Change the order of integration & evaluate it.
$$ \int_{0}^{2a} \int_{0}^{\sqrt{2ax-x^2}} \phi'(y) \frac{(x^2+y^2)x}{\sqrt{(4a^2x^2-(x^2+y^2)^2})} dxdy $$
I changed the order but could'nt solve it. Is there any 'tricky' variable substitution involved ? I couldn't solve it even with polar co-ordinates due to the presence of $ \phi'(y) $ factor in the integrand? Is there a way to circumvent this?
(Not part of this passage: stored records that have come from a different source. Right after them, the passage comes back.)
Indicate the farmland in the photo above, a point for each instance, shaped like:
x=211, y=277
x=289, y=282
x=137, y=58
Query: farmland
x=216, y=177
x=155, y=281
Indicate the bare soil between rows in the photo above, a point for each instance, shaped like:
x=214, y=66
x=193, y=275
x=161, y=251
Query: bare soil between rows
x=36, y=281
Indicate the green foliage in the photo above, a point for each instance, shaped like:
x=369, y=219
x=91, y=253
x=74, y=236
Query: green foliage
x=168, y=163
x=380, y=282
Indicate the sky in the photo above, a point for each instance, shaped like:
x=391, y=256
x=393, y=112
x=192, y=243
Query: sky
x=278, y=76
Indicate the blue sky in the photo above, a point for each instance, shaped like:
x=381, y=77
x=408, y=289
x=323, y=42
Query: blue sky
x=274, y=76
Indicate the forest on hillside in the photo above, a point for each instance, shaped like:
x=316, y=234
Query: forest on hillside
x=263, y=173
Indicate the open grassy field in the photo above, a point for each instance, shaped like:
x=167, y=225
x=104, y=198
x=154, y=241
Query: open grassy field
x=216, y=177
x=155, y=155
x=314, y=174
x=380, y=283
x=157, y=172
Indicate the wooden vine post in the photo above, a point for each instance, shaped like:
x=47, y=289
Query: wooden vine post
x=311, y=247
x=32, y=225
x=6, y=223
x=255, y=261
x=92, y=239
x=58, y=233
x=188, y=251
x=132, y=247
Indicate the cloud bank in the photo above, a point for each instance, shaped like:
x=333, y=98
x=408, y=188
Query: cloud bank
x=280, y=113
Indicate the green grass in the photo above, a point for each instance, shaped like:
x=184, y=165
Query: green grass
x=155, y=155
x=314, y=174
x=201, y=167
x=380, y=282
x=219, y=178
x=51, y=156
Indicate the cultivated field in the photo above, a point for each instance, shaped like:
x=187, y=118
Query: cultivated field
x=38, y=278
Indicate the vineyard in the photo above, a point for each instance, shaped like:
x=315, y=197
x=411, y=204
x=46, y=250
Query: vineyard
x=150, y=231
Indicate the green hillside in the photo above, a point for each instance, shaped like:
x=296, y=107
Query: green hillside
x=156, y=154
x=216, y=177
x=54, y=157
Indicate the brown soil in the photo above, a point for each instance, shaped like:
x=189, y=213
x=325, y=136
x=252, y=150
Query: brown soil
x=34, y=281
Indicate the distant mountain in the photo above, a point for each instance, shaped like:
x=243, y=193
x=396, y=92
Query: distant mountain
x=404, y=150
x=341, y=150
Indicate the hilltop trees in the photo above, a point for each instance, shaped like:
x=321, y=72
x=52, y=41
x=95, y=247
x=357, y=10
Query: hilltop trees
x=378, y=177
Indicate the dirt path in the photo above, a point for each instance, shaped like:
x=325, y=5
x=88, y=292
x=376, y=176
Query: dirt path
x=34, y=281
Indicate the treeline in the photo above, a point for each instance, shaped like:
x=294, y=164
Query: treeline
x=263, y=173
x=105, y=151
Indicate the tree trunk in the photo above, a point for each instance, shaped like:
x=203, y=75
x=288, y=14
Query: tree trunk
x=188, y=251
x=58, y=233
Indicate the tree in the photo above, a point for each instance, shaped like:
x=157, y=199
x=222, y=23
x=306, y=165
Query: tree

We use substitutions $x' = x/a$ and $y=y'/a$ and omit primes:
$$ a^2\int_{0}^{2} \int_{0}^{\sqrt{2x-x^2}} \phi'(ay) \frac{(x^2+y^2)x}{\sqrt{4x^2-(x^2+y^2)^2}} dxdy $$
The integration happens in top half-circle with center $(1,0)$ and radius $1$. We swap order of integration: $$ \frac{a^2}2\int_0^1\phi'(ay)dy\int_{1-\sqrt{1-y^2}}^{1+\sqrt{1-y^2}}\frac{x^2+y^2}{\sqrt{4x^2-(x^2+y^2)^2}}(2xdx) $$
We make substitution $r = x^2+y^2-2$, $dr = 2xdx$. $$ \frac{a^2}2\int_0^1\phi'(ay)dy\int_{-2\sqrt{1-y^2}}^{2\sqrt{1-y^2}}\frac{r+2}{\sqrt{4(1-y^2)-r^2}}dr $$
We see, that there is odd ($r$) and even ($2$) component in integral over symmetric region. Odd component will vanish, so we left with: $$ 2a^2\int_0^1\phi'(ay)dy\int_{0}^{2\sqrt{1-y^2}}\frac{dr}{\sqrt{4(1-y^2)-r^2}} $$
Substitution $r=2t\sqrt{1-y^2}$: $$ 2a^2\int_0^1\phi'(ay)dy\int_{0}^{1}\frac{dt}{\sqrt{1-t^2}}=\pi a^2\int_0^1\phi'(ay)dy = \pi a \Big(\phi(a)-\phi(0)\Big) $$